Si l’impression de solitude domine dans les vues prises sur les plages fréquentées de Normandie ou du Cotentin, la haute montagne semble paradoxalement un lieu privilégié de retrouvailles avec une présence humaine attestée par de nombreuses traces. Les Himalayas, « à la fois les plus hauts lieux de la terre et de la spiritualité », offrent des paysages investis par une culture dont les artistes ressentaient l’attirance bien avant leur premier voyage en commun aux Indes en 1986, à travers la découverte du bouddhisme et la pratique du yoga. Au fur et à mesure des étapes dans les monastères et des rencontres sur les chemins se confirme à leurs yeux ce rapport étroit, unique, entre la grandeur des lieux et la pensée de ceux qui y vivent.
 
Dans le second triptyque des Chemins qui mènent nulle part la partie centrale (photographie prise au Zanskar, alors que les images latérales ont été réalisées au Népal) montre sur un col élevé, à plus de cinq mille mètres, une sorte de porte sur laquelle chaque voyageur, lors d’un passage symbolique autant que physique, accroche un tissu porteur d’une parole du Bouddha. Le triptyque Terres de Ciel VI montre, au Ladakh, un champ ruiné de shorten (ou stupa des bouddhiste indiens), monuments évocateurs des lamas défunts et qui peuvent parfois abriter leurs cendres.
Dans les Alpes, les artistes s’attardent devant les « cornus » de la vallée des Merveilles, dans le Mercantour, incisions rupestres d’époque néolithique, dont les motifs, relevés avec un papier de riz, seront reproduits par des agencements de rochers auxquels vient se juxtaposer le corps, au premier plan d’un cirque alpestre devenu temple naturel.

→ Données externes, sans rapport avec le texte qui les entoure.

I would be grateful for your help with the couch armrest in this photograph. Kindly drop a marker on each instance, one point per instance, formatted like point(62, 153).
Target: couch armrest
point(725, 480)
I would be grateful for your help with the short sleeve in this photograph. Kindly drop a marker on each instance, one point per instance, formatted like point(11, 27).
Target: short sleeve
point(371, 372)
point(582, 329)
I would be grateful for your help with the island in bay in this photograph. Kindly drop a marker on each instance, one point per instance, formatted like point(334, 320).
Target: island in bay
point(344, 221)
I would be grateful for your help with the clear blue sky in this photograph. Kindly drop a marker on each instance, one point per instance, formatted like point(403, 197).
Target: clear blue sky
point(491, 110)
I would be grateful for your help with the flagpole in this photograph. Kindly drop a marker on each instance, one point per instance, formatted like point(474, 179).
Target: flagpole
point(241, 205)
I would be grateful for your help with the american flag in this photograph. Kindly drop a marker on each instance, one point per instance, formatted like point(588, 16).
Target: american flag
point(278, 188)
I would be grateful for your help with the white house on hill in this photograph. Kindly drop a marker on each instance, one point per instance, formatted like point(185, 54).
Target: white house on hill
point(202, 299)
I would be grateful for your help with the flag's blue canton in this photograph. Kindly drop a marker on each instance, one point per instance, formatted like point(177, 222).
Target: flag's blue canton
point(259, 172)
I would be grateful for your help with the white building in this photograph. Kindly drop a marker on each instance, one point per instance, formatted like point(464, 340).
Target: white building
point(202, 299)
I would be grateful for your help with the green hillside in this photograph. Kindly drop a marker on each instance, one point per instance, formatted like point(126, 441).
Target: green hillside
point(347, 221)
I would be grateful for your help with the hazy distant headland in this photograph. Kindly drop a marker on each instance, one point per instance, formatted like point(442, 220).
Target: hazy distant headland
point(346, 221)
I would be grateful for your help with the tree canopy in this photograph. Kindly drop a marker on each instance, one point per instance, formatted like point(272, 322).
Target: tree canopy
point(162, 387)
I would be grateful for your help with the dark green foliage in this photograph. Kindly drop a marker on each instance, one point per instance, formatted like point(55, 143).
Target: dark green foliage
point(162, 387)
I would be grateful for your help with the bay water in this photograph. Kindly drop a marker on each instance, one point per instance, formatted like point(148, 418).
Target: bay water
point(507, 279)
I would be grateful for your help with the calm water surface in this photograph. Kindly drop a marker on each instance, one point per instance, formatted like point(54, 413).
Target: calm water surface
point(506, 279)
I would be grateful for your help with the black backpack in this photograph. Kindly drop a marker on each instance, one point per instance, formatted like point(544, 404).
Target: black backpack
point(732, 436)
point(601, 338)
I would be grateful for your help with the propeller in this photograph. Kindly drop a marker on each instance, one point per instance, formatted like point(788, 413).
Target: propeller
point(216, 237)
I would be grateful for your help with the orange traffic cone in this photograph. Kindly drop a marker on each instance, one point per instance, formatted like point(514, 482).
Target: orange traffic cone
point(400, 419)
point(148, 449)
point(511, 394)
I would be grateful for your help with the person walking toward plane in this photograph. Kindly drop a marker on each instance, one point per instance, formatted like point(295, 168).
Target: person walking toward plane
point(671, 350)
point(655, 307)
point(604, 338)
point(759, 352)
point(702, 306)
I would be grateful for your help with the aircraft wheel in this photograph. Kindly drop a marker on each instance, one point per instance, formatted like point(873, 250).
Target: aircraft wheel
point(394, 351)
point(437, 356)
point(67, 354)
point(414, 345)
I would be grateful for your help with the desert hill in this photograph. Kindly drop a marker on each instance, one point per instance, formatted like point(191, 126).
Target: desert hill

On se souviendra ici de l’intérêt pour le primitif et l’archaïque manifesté par les protagonistes du Land Art, anglais ou américains, chez qui les mystérieuses lignes des Indiens nazcas, les mégalithes de Stonehenge, les monuments aztèques ou celtiques, apparaissent comme autant d’objets médiateurs dans la relation de l’homme moderne avec la nature.